TWO Northside Labour TDs have spoken out following the latest resignation crisis to grip the party.
Deputies Tommy Broughan and Patrick Nulty spoke out just days after a third Northside TD, former Minister of State Róisín Shortall, dramatically resigned from the parliamentary Labour party.
Deputy Broughan said that “nobody in leadership is indispensable” adding that “the time may well come when there are enough backbenchers to stand up to uphold the policies of the party”.
Deputy Broughan was expelled from the parliamentary party last December after voting against the Government’s bank guarantee, which he described as “totally contrary to the ethos and belief” of the Labour Party.

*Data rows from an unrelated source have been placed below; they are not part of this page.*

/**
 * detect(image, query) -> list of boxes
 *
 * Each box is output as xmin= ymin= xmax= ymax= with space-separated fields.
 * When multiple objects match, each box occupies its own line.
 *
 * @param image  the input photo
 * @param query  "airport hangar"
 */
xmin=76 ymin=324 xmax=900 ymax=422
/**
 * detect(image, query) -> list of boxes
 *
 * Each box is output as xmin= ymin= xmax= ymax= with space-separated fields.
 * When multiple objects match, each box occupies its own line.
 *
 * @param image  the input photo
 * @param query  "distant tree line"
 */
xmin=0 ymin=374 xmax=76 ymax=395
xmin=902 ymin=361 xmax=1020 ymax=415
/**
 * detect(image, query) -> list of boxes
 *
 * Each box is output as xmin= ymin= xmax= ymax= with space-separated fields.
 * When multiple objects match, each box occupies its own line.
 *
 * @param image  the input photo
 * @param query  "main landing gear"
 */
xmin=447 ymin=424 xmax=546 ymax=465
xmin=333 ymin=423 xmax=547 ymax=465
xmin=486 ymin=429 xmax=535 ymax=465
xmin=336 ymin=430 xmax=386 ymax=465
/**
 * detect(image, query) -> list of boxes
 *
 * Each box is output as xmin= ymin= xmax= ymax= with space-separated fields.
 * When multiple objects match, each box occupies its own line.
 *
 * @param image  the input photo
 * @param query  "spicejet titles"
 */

“I believe decisions like that have a very serious, negative impact on the party,” the Dublin North East TD told Northside People.
“I feel that many Labour backbenchers are not just uneasy but annoyed and want the party to return to its ethos and the Programme for Government.

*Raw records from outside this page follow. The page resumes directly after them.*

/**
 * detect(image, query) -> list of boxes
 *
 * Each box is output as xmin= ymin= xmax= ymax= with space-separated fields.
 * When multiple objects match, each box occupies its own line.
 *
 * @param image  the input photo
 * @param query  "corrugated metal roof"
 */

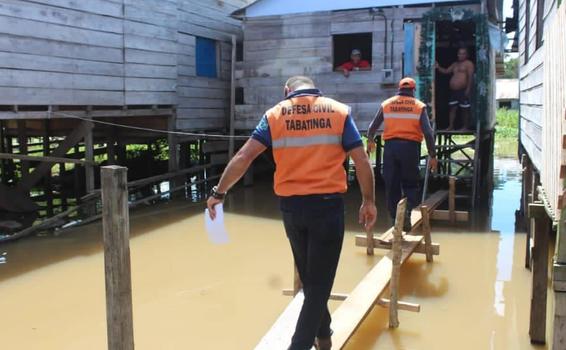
xmin=496 ymin=79 xmax=519 ymax=100
xmin=233 ymin=0 xmax=472 ymax=18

“Nobody is indispensable in leadership and the time may well come when we have a majority to make a stand and make a difference.
“I think sometimes people get into a big job and they want to hold onto it but I don’t think anyone should be complacent.”
Dublin West TD Patrick Nulty also lost the party whip just days after Deputy Broughan was given his marching orders last December.
He was just six weeks in the Dáil when he made a stand against Budget 2012, which he said “should have targeted the wealthy instead of the marginalised, sick, elderly and disabled in society”.
Deputy Nulty praised Deputy Shortall’s decisiveness last week when she resigned over what she described as a “lack of support for the reforms in the Programme for Government and the values which underpin it”.
“It’s very worrying that a senior politician felt she had to resign like that,” Deputy Nulty told Northside People.
“I do think more Labour TDs need to speak out and send a very clear warning as to the policies they will and will not support.”
Despite his concerns, Deputy Nulty believes the leadership is “not in question”.
Deputy Shortall resigned as Minister of State and resigned the party whip last week after she and Minister for Health James Reilly locked horns over the criteria and selection process relating to a list of sites for primary care centres.
The matter came to a head when it was discovered that sites in Swords and Balbriggan, both of which are Minister Reilly’s constituency, were added to the list of high priority areas which Deputy Shortall compiled.
In an explanation in the Dáil last Thursday (September 27), Minister Reilly said Swords and Balbriggan were identified as high priority areas by the HSE five years ago.
But both “lost out” after Minister of State Róisín Shortall increased the weighting attached to deprivation in selecting priority locations in which centres would be built.
Three out of the four TDs to leave the Labour parliamentary party since it went into Government with Fine Gael represent the Northside.
Former Minister of State Willie Penrose quit his position late last year in a row over the closure of army barracks in Mullingar.